La sera del primo marzo scorso a Theran, degli agenti in borghese, hanno bussato alla porta del regista iraniano Jafar Panahi, con lui vi erano quindici persone che discutevano sul progetto di un documentario sulle proteste di piazza contro il presidente Ahmadinejad, una volta entrati dentro l’appartamento hanno tratto tutti in arresto. Gran parte di loro sono poi stati liberati, tranne due. Il primo è il regista Mohammad Rasulof che giovedì della settimana passata è uscito dal carcere grazie al pagamento di una cauzione temporanea, così riferisce il sito riformista Rahesabz. La scarcerazione che durerà 20 giorni è costata 100 milioni di toman (circa 75mila euro). Il secondo è Panahi che si trova ancora recluso nel penitenziario di Evin, nei pressi della capitale. Le autorità iraniane hanno motivato l’arresto sostenendo che i registi stavano girando un film antigovernativo senza aver chiesto le necessarie autorizzazioni. Fin qui la cronaca, per quanto assurda, dei fatti. Prima che la sorte dell’autore de Il cerchio, film vincitore del Leone d’oro nel 2000 a Venezia, finisca nell'oblio, il mondo del cinema italiano prova a mobilitarsi per chiedere la sua liberazione.

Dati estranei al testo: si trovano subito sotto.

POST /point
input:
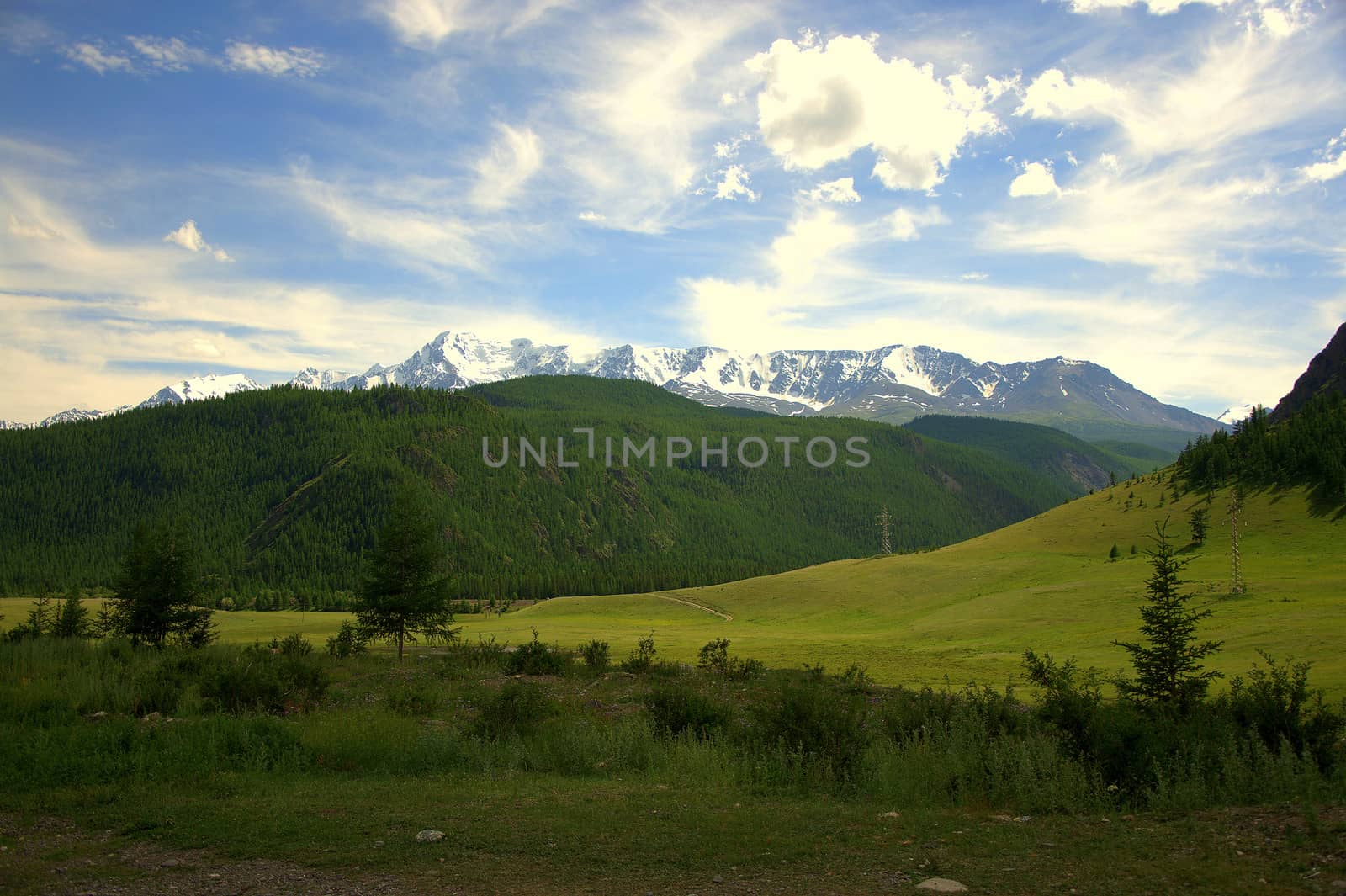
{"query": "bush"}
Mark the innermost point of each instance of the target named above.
(816, 723)
(414, 697)
(347, 642)
(293, 644)
(715, 657)
(516, 711)
(677, 709)
(485, 654)
(596, 654)
(259, 680)
(1276, 705)
(641, 658)
(536, 658)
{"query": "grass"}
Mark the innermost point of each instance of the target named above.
(966, 612)
(592, 798)
(971, 610)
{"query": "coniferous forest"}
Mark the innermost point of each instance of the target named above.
(1307, 448)
(282, 490)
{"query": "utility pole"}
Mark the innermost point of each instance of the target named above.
(886, 530)
(1236, 509)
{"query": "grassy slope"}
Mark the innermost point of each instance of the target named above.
(968, 611)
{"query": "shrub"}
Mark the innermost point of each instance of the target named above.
(679, 709)
(1278, 707)
(414, 697)
(596, 654)
(516, 711)
(536, 658)
(257, 680)
(641, 658)
(818, 724)
(347, 642)
(715, 657)
(485, 654)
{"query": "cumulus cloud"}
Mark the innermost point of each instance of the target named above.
(188, 237)
(821, 103)
(501, 174)
(96, 58)
(908, 224)
(1333, 164)
(840, 190)
(30, 229)
(168, 54)
(1036, 179)
(271, 61)
(812, 240)
(1053, 94)
(734, 182)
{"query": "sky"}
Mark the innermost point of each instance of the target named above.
(1157, 186)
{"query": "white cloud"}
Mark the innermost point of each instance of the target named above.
(302, 62)
(427, 23)
(501, 174)
(1240, 87)
(1036, 179)
(1157, 7)
(30, 229)
(188, 237)
(100, 61)
(906, 224)
(632, 134)
(813, 238)
(1053, 94)
(821, 103)
(734, 182)
(414, 228)
(1175, 220)
(840, 190)
(1332, 166)
(168, 54)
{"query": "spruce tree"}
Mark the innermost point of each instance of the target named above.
(158, 592)
(1168, 660)
(404, 594)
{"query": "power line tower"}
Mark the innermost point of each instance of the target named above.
(1236, 509)
(886, 530)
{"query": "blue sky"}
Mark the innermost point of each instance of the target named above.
(1155, 186)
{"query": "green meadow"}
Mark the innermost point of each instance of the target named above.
(966, 612)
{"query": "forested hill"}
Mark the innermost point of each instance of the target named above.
(1077, 464)
(283, 489)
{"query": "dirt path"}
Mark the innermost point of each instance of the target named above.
(695, 606)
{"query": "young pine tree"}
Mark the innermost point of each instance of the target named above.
(73, 618)
(159, 590)
(404, 594)
(1168, 660)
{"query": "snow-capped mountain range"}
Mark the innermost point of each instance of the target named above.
(894, 382)
(193, 389)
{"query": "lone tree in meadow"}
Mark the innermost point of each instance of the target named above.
(159, 591)
(404, 594)
(1200, 522)
(1168, 660)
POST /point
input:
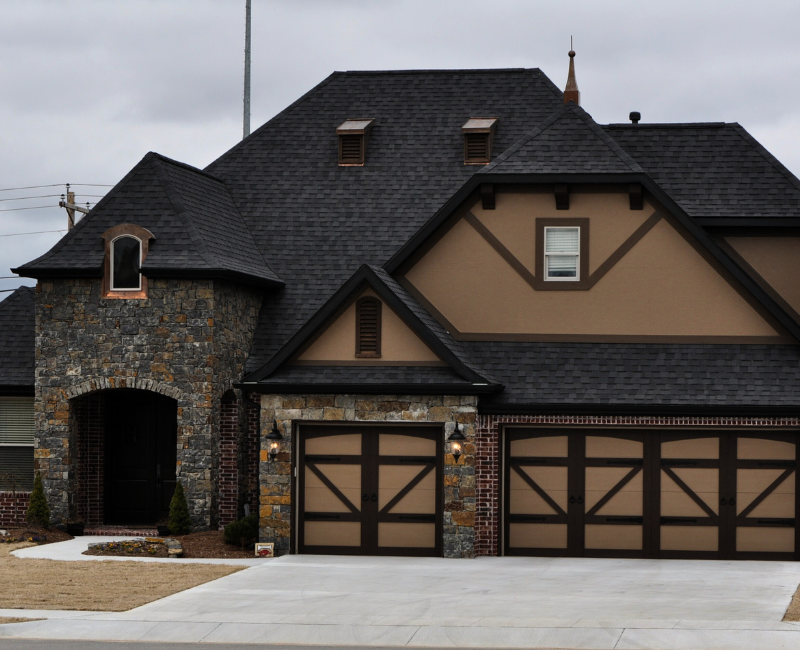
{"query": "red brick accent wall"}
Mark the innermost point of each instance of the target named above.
(13, 508)
(488, 486)
(252, 447)
(90, 472)
(228, 461)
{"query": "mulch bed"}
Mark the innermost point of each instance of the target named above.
(209, 544)
(129, 548)
(35, 534)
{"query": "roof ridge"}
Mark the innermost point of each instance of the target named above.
(176, 201)
(435, 71)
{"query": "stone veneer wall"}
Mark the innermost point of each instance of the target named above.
(13, 507)
(459, 480)
(188, 340)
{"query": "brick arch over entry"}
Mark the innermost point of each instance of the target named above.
(104, 383)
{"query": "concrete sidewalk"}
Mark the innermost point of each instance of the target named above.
(72, 551)
(488, 602)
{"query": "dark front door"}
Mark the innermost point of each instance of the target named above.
(140, 452)
(370, 490)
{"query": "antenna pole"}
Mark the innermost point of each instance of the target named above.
(246, 120)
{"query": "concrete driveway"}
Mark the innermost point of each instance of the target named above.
(488, 602)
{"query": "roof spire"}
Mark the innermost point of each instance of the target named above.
(571, 92)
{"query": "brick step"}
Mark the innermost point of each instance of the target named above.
(118, 531)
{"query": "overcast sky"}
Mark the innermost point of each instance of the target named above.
(87, 87)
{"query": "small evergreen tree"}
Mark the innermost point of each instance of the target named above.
(179, 521)
(38, 511)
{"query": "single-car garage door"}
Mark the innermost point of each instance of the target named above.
(365, 490)
(650, 494)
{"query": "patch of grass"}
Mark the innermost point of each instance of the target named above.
(94, 586)
(793, 613)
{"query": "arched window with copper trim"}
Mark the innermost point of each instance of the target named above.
(368, 328)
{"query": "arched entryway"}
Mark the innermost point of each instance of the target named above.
(127, 454)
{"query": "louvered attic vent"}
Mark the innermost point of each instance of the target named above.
(368, 328)
(353, 141)
(478, 135)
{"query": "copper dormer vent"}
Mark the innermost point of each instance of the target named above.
(353, 140)
(478, 135)
(571, 92)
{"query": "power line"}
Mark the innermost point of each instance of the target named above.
(48, 196)
(36, 187)
(35, 207)
(36, 232)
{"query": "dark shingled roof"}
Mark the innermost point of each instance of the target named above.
(316, 222)
(193, 218)
(712, 170)
(640, 374)
(568, 142)
(17, 341)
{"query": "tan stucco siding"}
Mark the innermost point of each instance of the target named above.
(514, 218)
(777, 260)
(398, 342)
(661, 287)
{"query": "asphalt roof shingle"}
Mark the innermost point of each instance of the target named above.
(17, 342)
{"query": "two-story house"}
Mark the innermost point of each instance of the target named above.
(435, 313)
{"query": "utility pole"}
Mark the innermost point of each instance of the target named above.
(71, 208)
(246, 121)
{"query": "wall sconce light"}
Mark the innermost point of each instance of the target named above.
(456, 440)
(274, 438)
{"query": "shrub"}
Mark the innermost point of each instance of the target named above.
(179, 521)
(38, 511)
(242, 532)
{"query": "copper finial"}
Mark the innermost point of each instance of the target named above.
(571, 92)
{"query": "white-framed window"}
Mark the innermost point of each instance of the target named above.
(16, 443)
(126, 263)
(562, 251)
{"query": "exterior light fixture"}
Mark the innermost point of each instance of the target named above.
(274, 438)
(456, 440)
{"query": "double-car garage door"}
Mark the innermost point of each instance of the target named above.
(673, 494)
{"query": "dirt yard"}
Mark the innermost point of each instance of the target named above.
(793, 613)
(97, 586)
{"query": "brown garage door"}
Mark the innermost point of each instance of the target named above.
(370, 490)
(650, 494)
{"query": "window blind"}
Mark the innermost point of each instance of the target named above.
(16, 421)
(562, 240)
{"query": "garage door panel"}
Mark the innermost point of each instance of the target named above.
(608, 447)
(762, 449)
(700, 448)
(344, 444)
(613, 537)
(544, 446)
(690, 538)
(762, 539)
(534, 536)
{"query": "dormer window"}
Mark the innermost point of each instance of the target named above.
(368, 328)
(126, 262)
(353, 141)
(126, 249)
(478, 135)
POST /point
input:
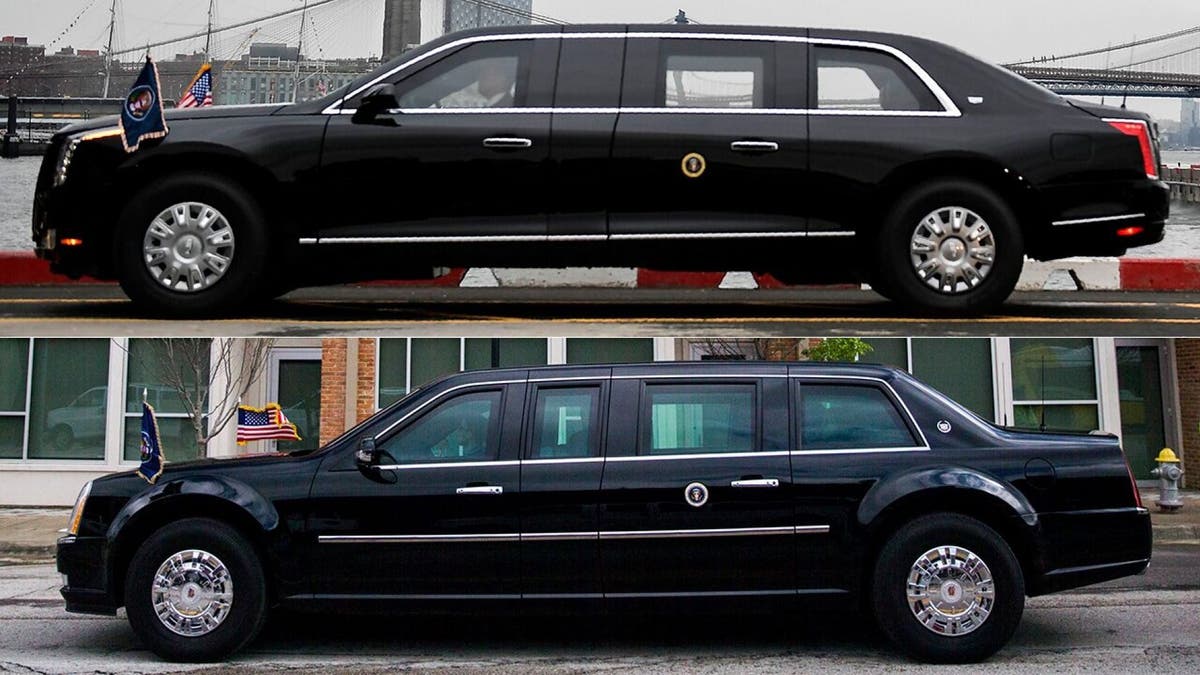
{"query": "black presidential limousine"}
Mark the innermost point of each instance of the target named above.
(579, 487)
(815, 155)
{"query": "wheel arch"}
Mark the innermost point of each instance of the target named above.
(219, 499)
(1006, 181)
(899, 500)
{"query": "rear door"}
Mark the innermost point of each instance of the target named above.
(696, 493)
(703, 147)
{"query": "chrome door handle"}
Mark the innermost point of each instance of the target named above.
(754, 147)
(508, 143)
(756, 483)
(480, 490)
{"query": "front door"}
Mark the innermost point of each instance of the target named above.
(438, 518)
(702, 147)
(702, 501)
(1145, 408)
(465, 155)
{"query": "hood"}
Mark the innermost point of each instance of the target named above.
(1110, 112)
(177, 114)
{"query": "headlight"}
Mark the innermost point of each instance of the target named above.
(77, 512)
(67, 153)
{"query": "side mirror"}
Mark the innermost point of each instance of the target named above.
(379, 99)
(366, 455)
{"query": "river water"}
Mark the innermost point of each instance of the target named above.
(17, 178)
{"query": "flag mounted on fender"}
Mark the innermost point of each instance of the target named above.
(267, 423)
(142, 117)
(199, 93)
(151, 446)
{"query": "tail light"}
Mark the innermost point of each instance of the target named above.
(1139, 130)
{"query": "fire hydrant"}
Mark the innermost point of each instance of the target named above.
(1168, 473)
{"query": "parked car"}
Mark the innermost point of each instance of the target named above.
(815, 155)
(676, 485)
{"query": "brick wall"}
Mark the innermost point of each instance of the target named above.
(1187, 362)
(333, 388)
(365, 389)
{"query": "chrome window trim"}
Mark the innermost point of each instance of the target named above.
(571, 536)
(549, 238)
(1102, 219)
(949, 109)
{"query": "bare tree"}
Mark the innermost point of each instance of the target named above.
(210, 378)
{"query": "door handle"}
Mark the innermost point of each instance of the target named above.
(756, 483)
(505, 143)
(754, 147)
(480, 490)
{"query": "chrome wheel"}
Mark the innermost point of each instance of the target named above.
(192, 592)
(189, 246)
(951, 591)
(953, 250)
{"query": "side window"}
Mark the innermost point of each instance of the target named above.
(837, 417)
(867, 79)
(461, 429)
(699, 418)
(565, 423)
(715, 73)
(485, 75)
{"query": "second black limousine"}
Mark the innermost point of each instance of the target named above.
(615, 485)
(814, 155)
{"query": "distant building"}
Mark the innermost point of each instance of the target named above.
(268, 72)
(1189, 123)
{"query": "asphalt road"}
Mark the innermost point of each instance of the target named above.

Il 26 marzo la Casa del Cinema di Roma, per iniziativa di Felice Laudadio, con il sostegno delle maggiori associazioni italiane di autori, critici, organizzatori di festival e giornalisti cinematografici, insieme a rappresentanti di organizzazioni umanitarie come Amnesty International e Un Ponte Per, dedicherà al cinema di Jafar Panahi e Mohammad Rasoulof e alla situazione iraniana una giornata di proiezioni e un incontro/dibattito coordinato da Serafino Murri. "Quando viene commesso un sopruso contro la libertà di espressione, quando ci sono uomini che vengono privati della loro libertà individuale semplicemente perché tentano di dar voce a un dissenso con la propria arte, il mondo civile non può restare a guardare – scrivono in una nota congiunta Felice Laudadio e Serafino Murri -. In qualunque posto del mondo venga consumato questo delitto, il silenzio e l’oblio sono la condanna più grande, per chi cade sotto i colpi della repressione.” L’iniziativa di venerdì serve anche a fare il punto sulle iniziative prese dalla Rete attraverso i gruppi Facebook "Protestiamo per l’arresto del regista Jafar Panahi a Teheran", con la petizione rivolta alla Presidenza della Repubblica e al Ministero degli Esteri italiani affinché protestino presso le autorità di Teheran, e "Spezziamo il cerchio. Liberta’ per Panahi e gli altri arrestati in Iran", con un appello internazionale promosso dal premio Nobel per la Pace Adolfo Perez Esquivel e Fabio Alberti, fondatore di "Un Ponte per…" per la scarcerazione dei registi detenuti a Evin.
Continuano Laudadio e Murri: “Per non dimenticare questi artisti a cui e’ stata chiusa la bocca, dobbiamo continuare a insistere affinché nel mondo prosegua la protesta, perché né i governi, né i singoli cittadini dimentichino che in Iran tantissime persone meno note all’opinione pubblica internazionale di Panahi si trovano nelle stesse condizioni, e rischiano la propria libertà, e nei casi peggiori la vita, solo per aver manifestato la loro opinione, che differisce da quella del governo del proprio paese".